In May this year, mayor Boris Johnson responded to questions from London Assembly member John Biggs (Labour) about safety at Bow Roundabout, saying: “TfL have been unable so far to find an immediate solution for providing controlled crossings at Bow Roundabout that doesn’t push the junction over capacity and introduce significant delays to traffic.”
Last week, Mr Biggs said: “TfL have previously said that there’s nothing that they can do to make the roundabout safer, without causing traffic jams. It’s time they bite the bullet and accept longer journey times for motorists in exchange for keeping pedestrians and cyclists safe.”
Following the latest fatal accident, we spoke to the London Cycling Campaign, who are calling for an immediate redesign of the junction. Here’s what they had to say:
Q: Why do you believe the Superhighway design is so dangerous here?
A: The Superhighway design adopts, at least on the eastbound arm of the junction, what’s commonly called a ghost lane. This is simply a strip of blue paint within an existing vehicle lane and with no white line markings. It isn’t a designated cycling space and has no legal status. It’s a very weak design that may not cause problems at locations where motor vehicle speeds are low, cycle flows are high or where the junctions aren’t designed like motorway slip roads. However, the combination at Bow of a high speed, high volume, large vehicle junction and a cycle route would require either severely restricting motor traffic use or providing strong and highly visible cycle facilities.

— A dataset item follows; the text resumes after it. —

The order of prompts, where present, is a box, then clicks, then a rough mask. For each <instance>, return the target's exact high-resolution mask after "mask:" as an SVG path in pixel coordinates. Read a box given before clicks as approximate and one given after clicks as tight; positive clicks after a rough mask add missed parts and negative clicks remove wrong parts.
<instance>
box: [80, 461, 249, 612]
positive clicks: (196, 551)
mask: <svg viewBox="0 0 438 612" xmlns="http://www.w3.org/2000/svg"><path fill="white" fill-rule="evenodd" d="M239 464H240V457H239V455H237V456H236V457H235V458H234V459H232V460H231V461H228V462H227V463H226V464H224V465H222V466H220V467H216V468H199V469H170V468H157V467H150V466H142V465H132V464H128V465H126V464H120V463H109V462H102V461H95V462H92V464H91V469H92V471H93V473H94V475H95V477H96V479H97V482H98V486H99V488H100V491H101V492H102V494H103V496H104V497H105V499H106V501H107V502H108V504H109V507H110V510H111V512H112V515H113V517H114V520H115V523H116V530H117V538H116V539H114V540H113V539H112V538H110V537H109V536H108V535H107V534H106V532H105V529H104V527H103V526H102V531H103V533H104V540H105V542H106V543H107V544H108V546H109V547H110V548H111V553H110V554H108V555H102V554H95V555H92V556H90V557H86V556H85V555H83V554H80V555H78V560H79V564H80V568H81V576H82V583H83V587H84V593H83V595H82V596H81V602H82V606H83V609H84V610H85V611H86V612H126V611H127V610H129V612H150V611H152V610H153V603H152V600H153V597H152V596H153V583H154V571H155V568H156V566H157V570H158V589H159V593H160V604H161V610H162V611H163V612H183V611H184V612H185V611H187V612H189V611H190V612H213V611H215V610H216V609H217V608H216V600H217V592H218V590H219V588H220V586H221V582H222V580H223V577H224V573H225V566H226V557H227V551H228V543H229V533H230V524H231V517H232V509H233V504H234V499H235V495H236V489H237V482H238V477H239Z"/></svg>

Q: What redesign would LCC advocate?
A: Our best-case scenario would probably be to advocate starting from scratch. The roundabout needs to be designed to drastically reduce vehicle speeds. All cycle manoeuvres need to be catered for and given high visibility and clear priority.
Q: Isn’t there an off-road alternative nearby that could be used instead?
A: There’s a well-known ‘floating’ towpath in the area (actually suspended), but that goes north-south whereas the cycle superhighway goes east-west. There are alternative routes but they’re circuitous, sometimes blocked by ongoing works for the Olympics and often not suitable at night. The A11 could be a very convenient quick and direct cycle route between Stratford (the Olympic Park) and the City.
CS2 currently ends at the roundabout – Newham Council have refused to allow the continuance of the Superhighway into their area and it won’t continue to Olympic Park venues in time for the Games in summer 2012.
Ironically, Friday’s accident occurred on the eve of a weekend ride organised by cycling bloggers Danny Williams and Mark Ames that visited what they labelled as the 10 worst sites in London for cycling.